The proposed whittling down of TRG’s leisure division after the Wagamama deal may lead to further acquisitions, Dom Walsh expects, while pondering Greene King’s next move and what Costa Coffee’s store expansion under the ownership of Coca-Cola may mean for both brands.

The legacy of Andy McCue’s truncated time as chief executive of The Restaurant Group is, as well all know, the £559m acquisition of Wagamama. When the deal squeaked through last year, there was widespread scepticism over the longevity of its stellar like-for-like sales growth.

Yet the Japanese noodle bar chain was the star of the show in TRG’s recent interim results, delivering extraordinary like-for-like sales growth of 10.6% in the first six months of the year. Of course, the brand cannot carry on at this kind of level forever, but there’s no reason why, with its skilful management, unique culture, good use of delivery and an offer that customers like, it cannot continue to at least outperform the market.

It is clear that, in Wagamama, Brunning & Price and its airport concessions business, Andy Hornby, McCue’s replacement as CEO, has three quality businesses on which to base the continuing turnaround of TRG. His plan to gradually whittle down at least half the leisure division over the next decade or more makes sense (although the timeframe got a bit garbled on the day of the results) and despite write-offs totalling almost £300m over the past four years, it is clear that TRG – after spending most of those four years in the corporate wilderness – now has a future.

Given his past life as CEO of HBOS, it is understandable that Hornby should want to tread cautiously in his first outing. He delivered a message not far different from that of his predecessor and was keen to express the hope that enough time has now elapsed that he can finally draw a line under his time at HBOS. He certainly built a formidable reputation at Ladbrokes Coral and GVC Holdings and I’m sure he will bring his undoubted retails skills to bear in his new role.

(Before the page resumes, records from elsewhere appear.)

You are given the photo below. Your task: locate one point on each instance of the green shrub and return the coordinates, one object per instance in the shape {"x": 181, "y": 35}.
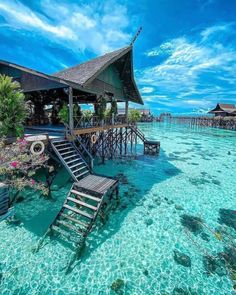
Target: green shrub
{"x": 13, "y": 108}
{"x": 134, "y": 115}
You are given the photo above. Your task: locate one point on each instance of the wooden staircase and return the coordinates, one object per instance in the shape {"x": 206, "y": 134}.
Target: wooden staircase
{"x": 151, "y": 147}
{"x": 85, "y": 198}
{"x": 71, "y": 158}
{"x": 77, "y": 215}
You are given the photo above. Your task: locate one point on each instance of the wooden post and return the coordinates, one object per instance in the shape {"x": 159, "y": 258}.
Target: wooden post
{"x": 71, "y": 119}
{"x": 126, "y": 111}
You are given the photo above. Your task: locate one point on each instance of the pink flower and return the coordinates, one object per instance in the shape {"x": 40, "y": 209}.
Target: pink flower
{"x": 14, "y": 164}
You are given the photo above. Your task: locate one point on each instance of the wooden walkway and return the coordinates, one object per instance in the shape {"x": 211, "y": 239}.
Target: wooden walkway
{"x": 98, "y": 184}
{"x": 84, "y": 130}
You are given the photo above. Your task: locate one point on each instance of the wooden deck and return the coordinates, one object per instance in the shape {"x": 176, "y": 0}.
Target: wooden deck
{"x": 98, "y": 184}
{"x": 84, "y": 130}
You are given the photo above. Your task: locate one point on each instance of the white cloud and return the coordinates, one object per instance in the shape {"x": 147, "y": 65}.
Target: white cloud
{"x": 194, "y": 73}
{"x": 163, "y": 49}
{"x": 211, "y": 31}
{"x": 97, "y": 27}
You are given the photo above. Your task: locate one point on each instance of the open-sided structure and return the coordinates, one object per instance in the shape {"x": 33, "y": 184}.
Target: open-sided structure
{"x": 110, "y": 76}
{"x": 224, "y": 110}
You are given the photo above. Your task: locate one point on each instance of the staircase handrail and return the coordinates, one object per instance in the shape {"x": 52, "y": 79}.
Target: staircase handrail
{"x": 87, "y": 152}
{"x": 138, "y": 132}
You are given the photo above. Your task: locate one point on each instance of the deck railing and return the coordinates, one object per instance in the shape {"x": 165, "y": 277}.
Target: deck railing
{"x": 95, "y": 121}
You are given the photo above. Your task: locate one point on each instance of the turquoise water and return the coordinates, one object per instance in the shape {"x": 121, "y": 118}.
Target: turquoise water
{"x": 193, "y": 175}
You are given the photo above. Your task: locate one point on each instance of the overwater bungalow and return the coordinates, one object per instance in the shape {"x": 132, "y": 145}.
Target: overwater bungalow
{"x": 224, "y": 110}
{"x": 105, "y": 79}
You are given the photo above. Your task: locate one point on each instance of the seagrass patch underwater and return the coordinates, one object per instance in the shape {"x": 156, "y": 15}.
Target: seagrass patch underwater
{"x": 173, "y": 231}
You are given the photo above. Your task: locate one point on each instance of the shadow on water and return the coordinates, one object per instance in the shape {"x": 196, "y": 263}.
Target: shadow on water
{"x": 136, "y": 181}
{"x": 137, "y": 177}
{"x": 34, "y": 211}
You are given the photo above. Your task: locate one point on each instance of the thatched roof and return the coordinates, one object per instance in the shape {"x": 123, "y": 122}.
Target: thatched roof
{"x": 84, "y": 74}
{"x": 83, "y": 77}
{"x": 220, "y": 107}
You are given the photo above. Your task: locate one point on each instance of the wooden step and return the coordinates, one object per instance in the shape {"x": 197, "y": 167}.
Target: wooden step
{"x": 81, "y": 168}
{"x": 63, "y": 149}
{"x": 68, "y": 157}
{"x": 85, "y": 214}
{"x": 62, "y": 154}
{"x": 85, "y": 195}
{"x": 85, "y": 172}
{"x": 60, "y": 231}
{"x": 59, "y": 141}
{"x": 70, "y": 226}
{"x": 79, "y": 163}
{"x": 63, "y": 144}
{"x": 82, "y": 203}
{"x": 75, "y": 220}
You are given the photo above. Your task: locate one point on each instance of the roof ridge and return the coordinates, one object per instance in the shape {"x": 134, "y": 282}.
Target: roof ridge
{"x": 91, "y": 60}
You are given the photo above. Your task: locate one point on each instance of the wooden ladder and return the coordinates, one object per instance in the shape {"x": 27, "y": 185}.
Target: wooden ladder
{"x": 71, "y": 158}
{"x": 77, "y": 215}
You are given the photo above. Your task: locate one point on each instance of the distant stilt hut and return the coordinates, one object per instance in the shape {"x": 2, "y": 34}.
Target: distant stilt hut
{"x": 224, "y": 110}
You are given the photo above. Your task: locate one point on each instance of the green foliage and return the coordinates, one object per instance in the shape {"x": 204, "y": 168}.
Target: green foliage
{"x": 63, "y": 114}
{"x": 87, "y": 114}
{"x": 18, "y": 166}
{"x": 114, "y": 107}
{"x": 134, "y": 115}
{"x": 107, "y": 114}
{"x": 101, "y": 107}
{"x": 13, "y": 108}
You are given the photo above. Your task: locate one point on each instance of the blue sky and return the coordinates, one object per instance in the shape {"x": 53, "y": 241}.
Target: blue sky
{"x": 184, "y": 59}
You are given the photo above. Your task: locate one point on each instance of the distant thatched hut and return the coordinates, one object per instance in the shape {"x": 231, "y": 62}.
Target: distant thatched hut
{"x": 224, "y": 110}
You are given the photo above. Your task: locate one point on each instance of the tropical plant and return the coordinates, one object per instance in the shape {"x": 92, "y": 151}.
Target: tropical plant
{"x": 100, "y": 108}
{"x": 18, "y": 166}
{"x": 107, "y": 114}
{"x": 134, "y": 115}
{"x": 13, "y": 108}
{"x": 63, "y": 114}
{"x": 87, "y": 114}
{"x": 114, "y": 107}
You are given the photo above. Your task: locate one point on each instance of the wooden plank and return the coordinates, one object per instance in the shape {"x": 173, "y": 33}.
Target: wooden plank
{"x": 85, "y": 214}
{"x": 86, "y": 196}
{"x": 79, "y": 131}
{"x": 82, "y": 203}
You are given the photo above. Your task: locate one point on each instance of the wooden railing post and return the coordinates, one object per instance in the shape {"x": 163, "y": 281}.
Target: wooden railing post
{"x": 71, "y": 119}
{"x": 126, "y": 111}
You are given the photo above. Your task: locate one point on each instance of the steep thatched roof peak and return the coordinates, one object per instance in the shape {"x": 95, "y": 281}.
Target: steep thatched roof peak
{"x": 85, "y": 72}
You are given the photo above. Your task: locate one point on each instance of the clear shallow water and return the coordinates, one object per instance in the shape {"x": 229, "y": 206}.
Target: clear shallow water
{"x": 194, "y": 175}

Once he’s got his feet under the table, though, I’d expect Hornby to seek to speed up the transformation. I reckon that, within the next three or four years, he’ll accelerate the exit from Frankie & Benny’s and Chiquito, step up the pace of conversions to Wagamama while rolling out the brand across the concessions arena and pushing delivery as hard as he can. I also believe that, at some, point he’ll think about selling Brunning & Price. It’s an excellent business delivering a quality product but do pub-restaurants really sit comfortably alongside Japanese noodle bars? There’d certainly be no shortage of pubcos ready and willing to pay top dollar for the business.

Ultimately, I’d also expect the ambitious Hornby to seek another transformative acquisition, especially if and when he’s largely got rid of the leisure sites and offloaded Brunning & Price. So, what could he go for? Well, he could buy a complementary Asian business like Yo! Sushi or Itsu. Or he could revisit the company McCue looked closely at before turning his aim on Wagamama. The word is that the former Paddy Power CEO was mustard keen on buying Franco Manca from David Page. I don’t know why the deal never happened but it is certainly a quality business that would I’m sure prosper under the auspices of a rejuvenated TRG run by a top retailer.

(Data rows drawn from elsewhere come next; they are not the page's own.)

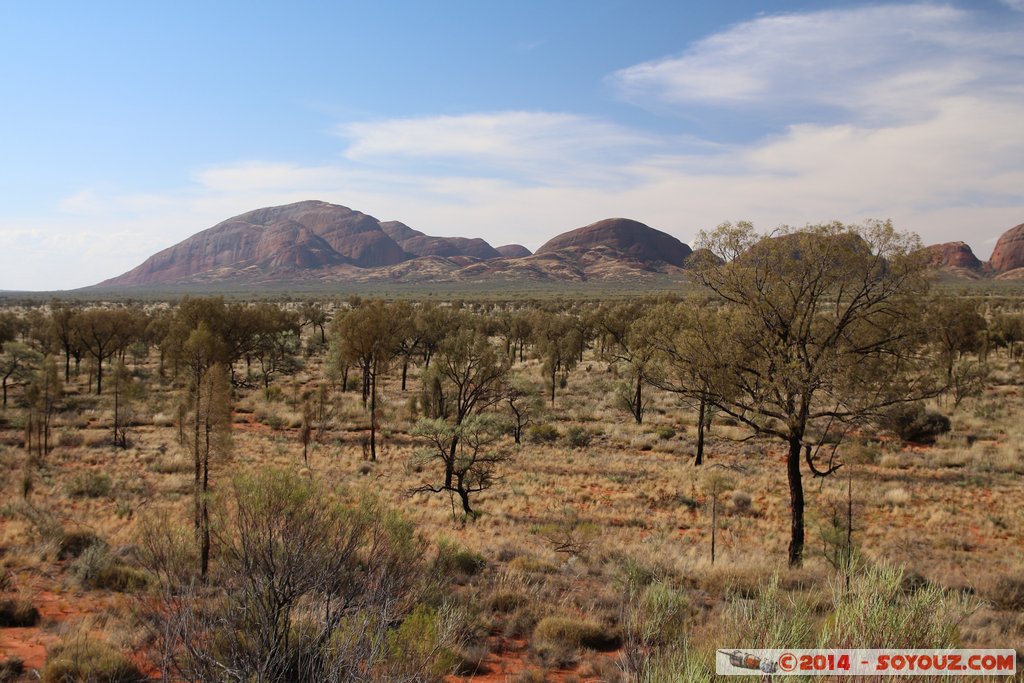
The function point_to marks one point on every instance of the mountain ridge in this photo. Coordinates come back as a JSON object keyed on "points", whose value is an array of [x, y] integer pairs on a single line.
{"points": [[318, 241]]}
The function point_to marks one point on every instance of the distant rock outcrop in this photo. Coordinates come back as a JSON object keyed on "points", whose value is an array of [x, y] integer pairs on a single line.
{"points": [[316, 241], [513, 251], [952, 255], [1009, 252], [624, 238], [296, 237], [418, 244]]}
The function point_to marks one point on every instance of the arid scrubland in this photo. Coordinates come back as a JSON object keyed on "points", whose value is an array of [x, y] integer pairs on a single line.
{"points": [[369, 491]]}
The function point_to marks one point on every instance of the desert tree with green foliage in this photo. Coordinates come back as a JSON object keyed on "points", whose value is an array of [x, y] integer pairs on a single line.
{"points": [[369, 335], [17, 361], [557, 344], [819, 329], [466, 380], [627, 344], [41, 397], [307, 588]]}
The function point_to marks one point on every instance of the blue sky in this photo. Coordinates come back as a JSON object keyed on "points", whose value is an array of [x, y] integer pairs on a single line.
{"points": [[125, 127]]}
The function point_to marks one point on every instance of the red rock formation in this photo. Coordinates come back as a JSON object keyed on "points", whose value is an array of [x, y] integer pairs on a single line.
{"points": [[621, 237], [513, 251], [1009, 252], [418, 244], [952, 255], [303, 236]]}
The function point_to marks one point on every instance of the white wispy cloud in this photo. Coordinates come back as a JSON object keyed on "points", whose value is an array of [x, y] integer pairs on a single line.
{"points": [[877, 62], [494, 142], [908, 112]]}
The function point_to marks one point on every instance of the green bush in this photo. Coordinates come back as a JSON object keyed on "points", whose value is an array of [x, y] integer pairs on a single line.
{"points": [[571, 632], [878, 611], [912, 423], [97, 568], [1009, 593], [11, 670], [507, 601], [85, 659], [419, 639], [542, 433], [75, 543], [90, 484], [17, 612], [578, 437], [454, 559]]}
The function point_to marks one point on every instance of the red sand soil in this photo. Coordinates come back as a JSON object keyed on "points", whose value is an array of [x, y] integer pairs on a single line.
{"points": [[30, 643], [509, 657]]}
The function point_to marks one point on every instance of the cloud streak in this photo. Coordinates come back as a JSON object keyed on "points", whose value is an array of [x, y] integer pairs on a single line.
{"points": [[908, 112], [878, 63]]}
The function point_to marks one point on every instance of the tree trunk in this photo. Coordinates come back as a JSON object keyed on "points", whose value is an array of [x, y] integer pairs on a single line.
{"points": [[464, 496], [638, 400], [797, 504], [450, 465], [714, 524], [373, 414], [205, 549], [700, 425], [554, 369]]}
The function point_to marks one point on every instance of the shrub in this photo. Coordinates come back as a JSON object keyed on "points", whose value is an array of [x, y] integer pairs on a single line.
{"points": [[877, 611], [85, 659], [542, 433], [912, 423], [454, 559], [17, 612], [420, 638], [740, 501], [68, 438], [1009, 593], [570, 632], [507, 601], [75, 542], [861, 454], [90, 484], [97, 568], [578, 437], [530, 564], [11, 670]]}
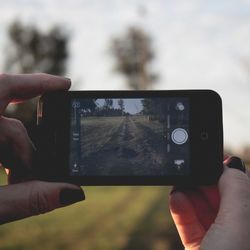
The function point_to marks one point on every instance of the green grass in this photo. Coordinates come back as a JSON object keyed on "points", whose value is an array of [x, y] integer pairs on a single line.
{"points": [[121, 218]]}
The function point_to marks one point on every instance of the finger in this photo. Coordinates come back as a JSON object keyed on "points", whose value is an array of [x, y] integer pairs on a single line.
{"points": [[15, 139], [20, 87], [212, 196], [234, 188], [188, 225], [35, 197], [16, 149], [203, 210]]}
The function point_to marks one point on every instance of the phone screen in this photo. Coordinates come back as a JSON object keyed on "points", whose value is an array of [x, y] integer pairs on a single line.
{"points": [[129, 136]]}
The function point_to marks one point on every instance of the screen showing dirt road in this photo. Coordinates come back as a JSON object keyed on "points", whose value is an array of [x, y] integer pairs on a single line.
{"points": [[129, 137]]}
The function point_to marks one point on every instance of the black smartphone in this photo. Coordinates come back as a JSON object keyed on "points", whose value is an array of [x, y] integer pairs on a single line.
{"points": [[130, 137]]}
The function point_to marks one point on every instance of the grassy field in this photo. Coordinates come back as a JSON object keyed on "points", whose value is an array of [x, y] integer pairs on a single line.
{"points": [[122, 218]]}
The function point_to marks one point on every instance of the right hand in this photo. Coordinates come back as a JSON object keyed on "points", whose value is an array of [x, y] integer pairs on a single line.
{"points": [[27, 197], [217, 217]]}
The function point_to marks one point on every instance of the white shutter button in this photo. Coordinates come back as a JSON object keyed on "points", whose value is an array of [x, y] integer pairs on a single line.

Speaking of new CEOs, it’ll be fascinating to see what Nick Mackenzie does at Greene King once the Chinese get their hands on the business. Some commentators have suggested the new owners will soon sell off the breweries and the tenanted pub estate, but the commitment they have provided to maintain the beer business and hold the company as a long-term strategic investment suggest there won’t be any dramatic changes.

At least none that the former Merlin Entertainments executive wasn’t planning to make anyway, even before Li Ka-shing announced a £4.6bn takeover of the Abbot Ale and Old Speckled Hen maker.

So what’s on his to-do list? One priority will be to review the group’s pub brands. They need to be more sharply defined and some innovation is required. One ill-defined brand that needs addressing is Chef & Brewer, while I hear that Mackenzie is considering putting some resource into reviving Flaming Grill and building it into a significant brand. Why? Because the brand proposition is clear and
easily understood by customers.

It’s a whole new ball game for Costa

I was intrigued by the announcement by Costa Coffee that it had agreed deals for 14 out-of-town sites in the first six months of the year, including ten drive-thrus. Working with Savills, the chain said it had opened “an impressive number of new equity stores in the first half of the years and are working to maintain this success”.

The suspicion remains, however, that under the ownership of Coca-Cola, the coffee chain’s store roll-out will play second fiddle to developing and selling Costa-branded drinks that can be pushed through the giant soft drinks group’s global distribution channels (a process that has already started), while selling Coca-Cola brands through Costa stores.

But hang on, I hear you say, what about the acceleration of the Costa store network initiated by Coke? Well, that’s a fair point, but I still can’t my head around the US fizzy drink behemoth running a chain of coffee shops. With one or two exceptions, Coke has always steered clear of running its own retail outlets and Costa does rather stick out like a sore thumb. It’s a whole new ball game.

So, what’s to be done? My own view is that Coke will at some point consider franchising the majority of the stores, retaining ownership of the brand and the ability to keep developing new branded products and sell them both across the Costa estate and the wider world. Hundreds of its stores are already franchises and by converting most of the rest it can effectively offload the retail element and remain true to its drinks heritage.